Power Management on Debian and FreeBSD
This article discusses power management between FreeBSD and Debian. The two operating systems use two different strategies for managing SMT modes as well as default power management configuration. This allows for close analysis of the effects on a single CPU, which can then be scaled up to multicore systems. The analysis metric uses both total energy consumed as well as distance from "perfect computing," i.e., zero time with zero energy consumed.
Contents
Operating Environment
Hardware
The configuration for QEMU VMs will be discussed upon use. They will be hosted on the bare metal machine running Debian.
Software
Debian
perf taskset cpupower frequency-set -u 3.05GHz
FreeBSD
# uname -a FreeBSD FreeBSD_BE 14.3-RELEASE FreeBSD 14.3-RELEASE releng/14.3-n271432-8c9ce319fef7 GENERIC powerpc
pmcstat cpuset debug.cpufreq.lowest
SMT profiling with Debian and perf
There is an extensive article on profile SMT performance on Debian: SMT Profiling with Debian and perf. Additional information will be provided below as needed.
SMT profiling with FreeBSD and pmcstat
pmcstat
pmcstat is the standard for accessing Performance Monitor Counter (PMC) events with FreeBSD. For profiling SMT, it is the equivalent of 'perf stat' above. It has slightly different syntax than perf, but is relatively straightforward, with flags and the command with arguments. The man pages (pmc(3), pmcstat(3)) are helpful, and there is some built-in help. The #Additional Resources section has links to other discussions of how to use pmcstat.

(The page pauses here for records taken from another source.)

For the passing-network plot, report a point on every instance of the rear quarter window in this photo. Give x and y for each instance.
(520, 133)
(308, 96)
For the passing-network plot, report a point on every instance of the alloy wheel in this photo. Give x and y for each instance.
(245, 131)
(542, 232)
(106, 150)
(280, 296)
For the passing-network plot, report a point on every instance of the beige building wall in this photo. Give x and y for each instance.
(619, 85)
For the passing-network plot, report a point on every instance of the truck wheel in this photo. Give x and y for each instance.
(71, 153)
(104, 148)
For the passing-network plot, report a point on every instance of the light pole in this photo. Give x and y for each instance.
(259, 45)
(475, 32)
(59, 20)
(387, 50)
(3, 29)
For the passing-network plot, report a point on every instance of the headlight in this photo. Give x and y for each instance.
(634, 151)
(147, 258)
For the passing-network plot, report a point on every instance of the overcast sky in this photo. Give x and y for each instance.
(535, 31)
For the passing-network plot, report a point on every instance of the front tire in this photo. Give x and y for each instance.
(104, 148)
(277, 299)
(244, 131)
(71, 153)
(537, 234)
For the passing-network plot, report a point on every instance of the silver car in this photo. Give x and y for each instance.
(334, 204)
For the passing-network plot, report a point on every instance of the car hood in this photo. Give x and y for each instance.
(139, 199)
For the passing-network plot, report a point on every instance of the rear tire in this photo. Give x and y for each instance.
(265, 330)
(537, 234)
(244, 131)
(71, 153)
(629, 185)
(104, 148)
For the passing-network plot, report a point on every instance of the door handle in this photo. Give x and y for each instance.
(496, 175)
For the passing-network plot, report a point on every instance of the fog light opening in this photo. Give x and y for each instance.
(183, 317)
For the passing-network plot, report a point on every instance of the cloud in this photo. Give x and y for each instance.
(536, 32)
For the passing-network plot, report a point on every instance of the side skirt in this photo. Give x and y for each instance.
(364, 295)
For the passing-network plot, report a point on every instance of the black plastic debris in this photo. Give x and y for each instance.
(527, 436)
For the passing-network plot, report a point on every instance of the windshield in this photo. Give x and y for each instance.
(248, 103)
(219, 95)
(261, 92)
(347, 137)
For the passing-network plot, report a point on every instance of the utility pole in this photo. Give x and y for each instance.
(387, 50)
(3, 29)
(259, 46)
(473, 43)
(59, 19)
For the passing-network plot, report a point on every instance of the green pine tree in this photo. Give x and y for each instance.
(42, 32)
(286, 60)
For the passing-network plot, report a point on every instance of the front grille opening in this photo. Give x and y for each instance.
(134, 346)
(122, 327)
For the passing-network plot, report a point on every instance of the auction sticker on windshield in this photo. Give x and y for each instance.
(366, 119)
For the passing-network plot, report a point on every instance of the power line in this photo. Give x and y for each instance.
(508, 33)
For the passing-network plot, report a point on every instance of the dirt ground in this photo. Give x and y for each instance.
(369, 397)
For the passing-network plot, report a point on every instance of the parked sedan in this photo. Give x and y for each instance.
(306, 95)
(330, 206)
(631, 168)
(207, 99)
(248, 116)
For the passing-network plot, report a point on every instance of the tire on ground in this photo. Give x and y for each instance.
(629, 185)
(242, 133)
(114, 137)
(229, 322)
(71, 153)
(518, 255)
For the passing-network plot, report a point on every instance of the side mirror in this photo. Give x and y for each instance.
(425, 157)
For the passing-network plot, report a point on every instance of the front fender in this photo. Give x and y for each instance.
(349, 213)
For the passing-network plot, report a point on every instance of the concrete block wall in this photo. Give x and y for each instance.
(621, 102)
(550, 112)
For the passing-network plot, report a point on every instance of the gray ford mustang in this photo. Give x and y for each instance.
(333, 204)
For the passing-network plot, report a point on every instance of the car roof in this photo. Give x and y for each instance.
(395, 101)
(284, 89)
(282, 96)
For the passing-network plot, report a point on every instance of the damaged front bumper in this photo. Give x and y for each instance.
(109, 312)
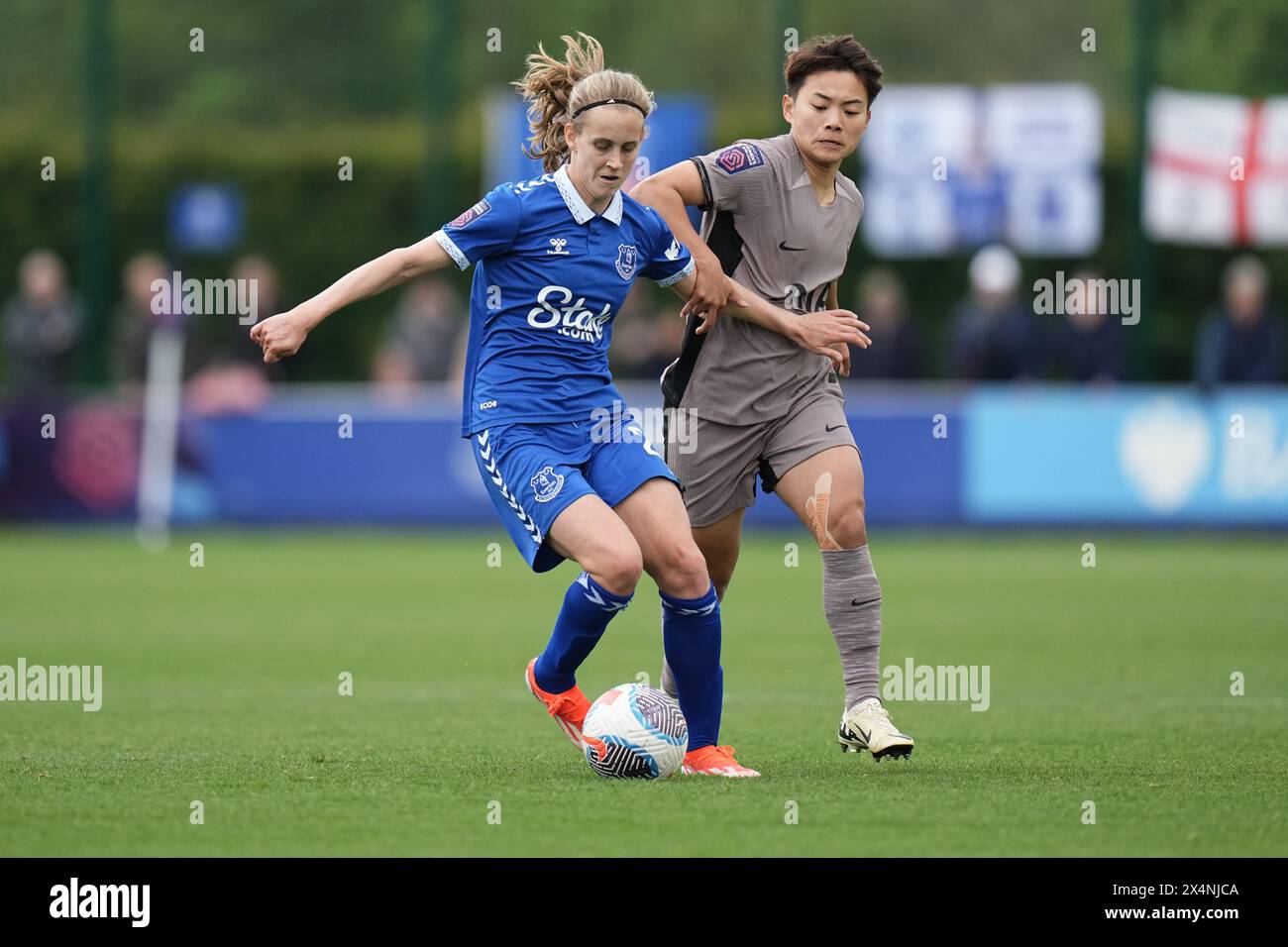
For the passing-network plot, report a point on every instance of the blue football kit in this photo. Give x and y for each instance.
(549, 277)
(546, 423)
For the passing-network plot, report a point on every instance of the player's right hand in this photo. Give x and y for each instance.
(279, 335)
(819, 331)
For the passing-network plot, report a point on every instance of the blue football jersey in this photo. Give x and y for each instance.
(549, 277)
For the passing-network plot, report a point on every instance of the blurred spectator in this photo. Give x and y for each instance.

Although pmcstat can be run as a regular user, root is necessary to configure FreeBSD to load the hwmon module:
sysrc kld_list+=hwpmc
You will need to reboot. Once that is done, pmcstat will be available.
$ pmcstat -L | wc -l
889
The -L flag lists all of the PMC events that can be monitored. Any entry does not guarantee operation, and many generic aliases do not work for the POWER9 platform. -u gives a short blurb for the entry:
$ pmcstat -u pm_inst_cmpl pm_inst_cmpl: Number of PowerPC Instructions that completed
pmcstat can be set to monitor system-wide or application-specific monitoring. For this profiling application-specific will be used. There is a discussion of the application benchmark at SMT Profiling with Debian and perf
While the application is executing, pmcstat samples the PMCs periodically. The default setting is -w 5 for five second output with per interval incrementing. Intervals can be fractions of a second. The flag -C enables cumulative counting. -v adds verbosity, but this does not always actually mean anything. For application sampling, -p is used to specify the PMC event to be monitored. It is used as often as needed, once per event.
A typical use to count the number of completed (not issued or canceled) instructions, but with sampling once per second:
$ time pmcstat -w 1 -v -p pm_inst_cmpl ./cmp_mp -l 12 -j 2 -s CVD_OM002793.1 CVD_OM003364.1
num args: 8
-l optarg = 12
input/CVD_OM002793.1.fasta, input/CVD_OM003364.1.fasta
o_st.st_size: 29766 , t_st.st_size: 29766
min_pct_f = 1.00
min_len = 12
n_jobs = 2, map_size = 29764 (0x7444), slice_mod 0, against_sz 29764
# p/pm_inst_cmpl
7521205
0
0
0
0 number of sequences: 222
longest sequence: 3270 ([19475, 19475), (22744, 22744)]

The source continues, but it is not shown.